Resmi Jadi Pemilik, Simak Rencana Bisnis Astra untuk Bank Jasa Jakarta
Direktur Astra sekaligus Director-In-Charge Astra Financial Suparno Djasmin (kiri) didampingi Direktur Astra Financial Handoko Liem (kedua kiri) bersama Presiden Direktur Bank Jasa Jakarta Handrie Wirawan (tengah), Wakil Presiden Direktur Bank Jasa Jakarta Emanuela Tanubrata (kedua kanan), dan Direktur Welab Sky Limited Gunawan Halim (kanan) pada acara closing ceremony akuisisi Bank Jasa Jakarta, Jumat (16/9)/Dok.Astra
PT Astra International Tbk (ASII) melalui anak usahanya PT Sedaya Multi Investama (Astra Financial) resmi menjadi pemilik Bank Jasa Jakarta (BJJ), bersama mitranya WeLab melalui WeLab Sky Limited (WeLab Sky).
Direktur Astra, Suparno Djasmin mengatakan penyelesaian transaksi akuisisi Bank Jasa Jakarta ini terjadi pada 16 September 2022 lalu, setelah mendapatkan persetujuan dari Otoritas Jasa Keuangan (OJK).
Suparno mengungkapkan Astra menanamkan investasi sekitar Rp3,9 triliun di Bank Jasa Jakarta ini dan menjadi pemilik 49,56% saham.
“Rencana kita adalah ingin mentrasformasi Bank Jasa Jakarta menjadi bank digital dan ini tentu butuh waktu yang nanti kita akan persiapkan,” ujar Suparno dalam konferensi pers, Kamis (22/9).
“Dalam waktu kurang dari satu tahun kita rencanakan untuk kita bisa mulai memperkenalkan platform layanan digital ini kepada nasabah Bank Jasa Jakarta,” tambahnya.
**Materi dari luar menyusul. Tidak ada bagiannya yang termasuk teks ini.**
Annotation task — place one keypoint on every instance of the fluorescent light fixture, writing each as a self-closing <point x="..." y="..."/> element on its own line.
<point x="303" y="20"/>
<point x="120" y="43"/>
Kehadiran Bank Jasa Jakarta sebagai bank digital tentu akan menambah semarak bank digital di Indonesia. Suparno mengatakan segmen pasar yang akan digarap oleh bank digital ini nanti akan selaras dengan lini bisnis jasa keuangan Astra yang konsentrasinya pada jasa keuangan ritel. Selama ini, Bank Jasa Jakarta juga sudah memiliki fokus bisnis pada segmen ritel dan Usaha Kecil Menegan (UKM) atau Small Medium Enterprise (SME).
Prospek pertumbuhan segmen ritel ini, menurut Suparno sangat cerah. Karena, populasi Indonesia yang belum tersentuh perbankan masih tinggi. “D Indonesia ini masih banyak orang yang unbank atau underbank, itu mungkin kira-kira 77%. Jadi, saya kira ini adalah satu segmen yang cukup besar dan tentunya akan bertumbuh seiring dengan pertumbuhan ekonomi Indonesia,” paparnya.
Lantas apa yang membedakan bank digital besutan Astra ini dengan bank digital lainnya yang sudah ada di Indonesia? Menjawab pertanyaan ini, Suparno mengatakan pihaknya akan mengkoneksikan Bank Jasa Jarkata ini ke dalam ekosistem Astra Financial dan Astra Group. Selain itu, tentu saja juga akan dikoneksikan dengan ekosistem lain yang dibawah oleh Bank Jasa Jakarta sendiri dan WeLab.
“Kita akan menjadikan ini bank digital dengan fokus ke ritel dan SME dan koneksi ke dalam ekosistem Astra maupun eksosistem dari partner kami,” ujarnya.